The city of Columbia approved an emergency mask ordinance, which will last 30 days, and Richland County voted to enact its mandate set to last 61 days.

While the South Carolina Supreme Court ruled in favor of South Carolina Attorney General Alan Wilson's suit to declare the City of Columbia’s school mask mandate void, the SC Supreme Court ruling comes from the fact that mask mandates by the City of Columbia are in direct conflict with Proviso 1.108 of the 2021-2022 Appropriations Act."

Proviso 1.108 was an item in the state budget that went into effect in July that threatened school districts with losing state money if they required masks.
They specifically ruled this way because the enforcement of the ordinance unequivocally places responsibility to enforce the mask mandate on school personnel, forcing school employees to choose between violating either state or local law.
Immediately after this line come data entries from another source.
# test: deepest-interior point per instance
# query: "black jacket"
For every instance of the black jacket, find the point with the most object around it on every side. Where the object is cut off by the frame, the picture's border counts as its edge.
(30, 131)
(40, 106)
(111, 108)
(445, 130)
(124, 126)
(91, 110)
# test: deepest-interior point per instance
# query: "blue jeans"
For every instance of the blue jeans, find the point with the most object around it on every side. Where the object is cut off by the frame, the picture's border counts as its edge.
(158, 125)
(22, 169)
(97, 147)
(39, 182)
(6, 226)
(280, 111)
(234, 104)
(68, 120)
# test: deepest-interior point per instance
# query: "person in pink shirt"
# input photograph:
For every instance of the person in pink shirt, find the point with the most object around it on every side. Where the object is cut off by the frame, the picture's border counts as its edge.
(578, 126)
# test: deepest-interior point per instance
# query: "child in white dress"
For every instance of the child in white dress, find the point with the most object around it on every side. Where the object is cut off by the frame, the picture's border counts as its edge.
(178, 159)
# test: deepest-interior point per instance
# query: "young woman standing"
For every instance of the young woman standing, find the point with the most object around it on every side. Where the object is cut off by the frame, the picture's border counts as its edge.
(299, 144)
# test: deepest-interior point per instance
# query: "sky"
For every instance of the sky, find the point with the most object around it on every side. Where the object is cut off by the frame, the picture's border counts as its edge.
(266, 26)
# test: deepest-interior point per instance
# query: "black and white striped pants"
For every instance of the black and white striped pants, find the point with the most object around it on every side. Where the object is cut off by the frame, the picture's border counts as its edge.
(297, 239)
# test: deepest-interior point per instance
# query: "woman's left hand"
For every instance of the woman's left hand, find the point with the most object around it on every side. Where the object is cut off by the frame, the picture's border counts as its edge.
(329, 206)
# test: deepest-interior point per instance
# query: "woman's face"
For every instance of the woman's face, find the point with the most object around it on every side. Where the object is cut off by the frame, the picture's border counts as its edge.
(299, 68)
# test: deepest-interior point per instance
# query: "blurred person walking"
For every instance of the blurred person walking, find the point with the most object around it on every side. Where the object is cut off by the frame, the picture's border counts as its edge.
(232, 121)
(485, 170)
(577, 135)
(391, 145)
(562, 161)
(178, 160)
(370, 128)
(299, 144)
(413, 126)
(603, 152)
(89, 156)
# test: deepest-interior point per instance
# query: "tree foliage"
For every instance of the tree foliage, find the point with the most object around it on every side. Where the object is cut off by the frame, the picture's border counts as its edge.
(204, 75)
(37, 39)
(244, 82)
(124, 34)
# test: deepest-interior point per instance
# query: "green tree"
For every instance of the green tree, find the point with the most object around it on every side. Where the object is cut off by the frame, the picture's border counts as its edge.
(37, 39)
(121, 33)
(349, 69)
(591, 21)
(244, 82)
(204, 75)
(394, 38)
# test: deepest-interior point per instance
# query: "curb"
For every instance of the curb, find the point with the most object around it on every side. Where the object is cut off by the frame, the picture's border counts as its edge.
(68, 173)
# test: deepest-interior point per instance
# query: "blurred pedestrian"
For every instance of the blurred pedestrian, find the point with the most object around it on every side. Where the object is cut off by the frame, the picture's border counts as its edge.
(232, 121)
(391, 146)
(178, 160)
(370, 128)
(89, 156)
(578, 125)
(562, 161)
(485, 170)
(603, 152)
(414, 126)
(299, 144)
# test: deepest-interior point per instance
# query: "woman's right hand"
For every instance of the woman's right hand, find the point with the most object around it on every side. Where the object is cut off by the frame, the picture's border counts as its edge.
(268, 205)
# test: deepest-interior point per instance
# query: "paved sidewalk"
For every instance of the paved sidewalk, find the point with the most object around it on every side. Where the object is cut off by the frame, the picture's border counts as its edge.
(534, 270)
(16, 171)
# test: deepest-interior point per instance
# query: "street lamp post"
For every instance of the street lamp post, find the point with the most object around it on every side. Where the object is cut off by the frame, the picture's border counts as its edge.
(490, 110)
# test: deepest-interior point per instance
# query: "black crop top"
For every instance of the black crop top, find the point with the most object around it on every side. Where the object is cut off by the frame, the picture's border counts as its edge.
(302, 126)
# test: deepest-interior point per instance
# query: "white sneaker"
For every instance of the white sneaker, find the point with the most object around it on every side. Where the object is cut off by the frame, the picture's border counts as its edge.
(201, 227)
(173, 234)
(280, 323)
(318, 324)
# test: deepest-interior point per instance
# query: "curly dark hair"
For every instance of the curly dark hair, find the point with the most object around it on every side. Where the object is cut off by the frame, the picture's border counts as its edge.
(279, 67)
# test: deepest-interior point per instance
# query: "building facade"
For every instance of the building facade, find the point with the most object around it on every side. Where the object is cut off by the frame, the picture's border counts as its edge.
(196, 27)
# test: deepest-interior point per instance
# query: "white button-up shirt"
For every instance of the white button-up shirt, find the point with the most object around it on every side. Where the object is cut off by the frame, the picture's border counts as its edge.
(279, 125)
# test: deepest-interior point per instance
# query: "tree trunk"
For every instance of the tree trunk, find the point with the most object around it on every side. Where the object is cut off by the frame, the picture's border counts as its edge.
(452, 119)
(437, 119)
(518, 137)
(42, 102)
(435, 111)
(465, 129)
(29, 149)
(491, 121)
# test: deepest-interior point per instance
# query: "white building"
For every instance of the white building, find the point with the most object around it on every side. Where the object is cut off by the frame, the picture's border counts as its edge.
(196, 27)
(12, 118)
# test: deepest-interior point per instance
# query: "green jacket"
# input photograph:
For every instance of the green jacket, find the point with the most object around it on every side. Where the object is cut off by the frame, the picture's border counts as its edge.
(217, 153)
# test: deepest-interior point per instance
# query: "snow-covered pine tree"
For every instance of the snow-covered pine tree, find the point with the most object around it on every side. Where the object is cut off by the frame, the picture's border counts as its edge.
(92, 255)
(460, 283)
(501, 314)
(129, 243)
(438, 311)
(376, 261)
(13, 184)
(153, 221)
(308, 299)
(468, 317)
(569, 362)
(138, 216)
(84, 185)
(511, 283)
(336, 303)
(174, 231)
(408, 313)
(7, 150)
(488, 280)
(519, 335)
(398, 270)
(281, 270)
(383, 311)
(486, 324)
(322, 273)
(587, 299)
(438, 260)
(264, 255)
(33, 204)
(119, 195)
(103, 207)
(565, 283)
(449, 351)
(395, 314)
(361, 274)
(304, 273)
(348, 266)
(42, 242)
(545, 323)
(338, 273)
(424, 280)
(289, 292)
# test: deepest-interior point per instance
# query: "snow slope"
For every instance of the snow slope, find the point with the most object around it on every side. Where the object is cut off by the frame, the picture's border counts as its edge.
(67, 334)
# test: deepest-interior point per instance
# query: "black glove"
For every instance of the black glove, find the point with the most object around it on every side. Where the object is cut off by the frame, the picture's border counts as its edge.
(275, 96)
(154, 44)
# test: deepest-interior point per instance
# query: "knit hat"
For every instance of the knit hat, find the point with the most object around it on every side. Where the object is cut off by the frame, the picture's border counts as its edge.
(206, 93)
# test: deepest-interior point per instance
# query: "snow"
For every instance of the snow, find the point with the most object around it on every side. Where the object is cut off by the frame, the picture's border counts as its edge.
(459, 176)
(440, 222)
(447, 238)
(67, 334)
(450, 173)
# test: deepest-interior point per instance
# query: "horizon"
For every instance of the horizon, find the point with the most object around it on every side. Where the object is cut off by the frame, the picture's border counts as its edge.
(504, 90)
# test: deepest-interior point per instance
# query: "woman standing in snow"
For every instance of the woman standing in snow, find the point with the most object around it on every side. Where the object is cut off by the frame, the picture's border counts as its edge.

When the ruling came out, Mayor Steve Benjamin of the City of Columbia had this to say in his tweet.

The City of Columbia’s stance is the same now as it was before we enacted our emergency ordinance requiring masks in our elementary and middle schools: we will always act to preserve and protect the lives, health and safety of our children. This is a sad day for children in SC.

The legal remedy being pursued by these South Carolina parents isn't unique to the state as other lawsuits are underway in other states like Pennsylvania, but legal experts say they don’t expect the claims to succeed; courts have long upheld states' authority to regulate public health. But they also didn’t rule out the prospect of surprise rulings.

And while the lawsuits are happening, South Carolina still has 7 COVID-19 positive children on ventilators as of September 17, 2021.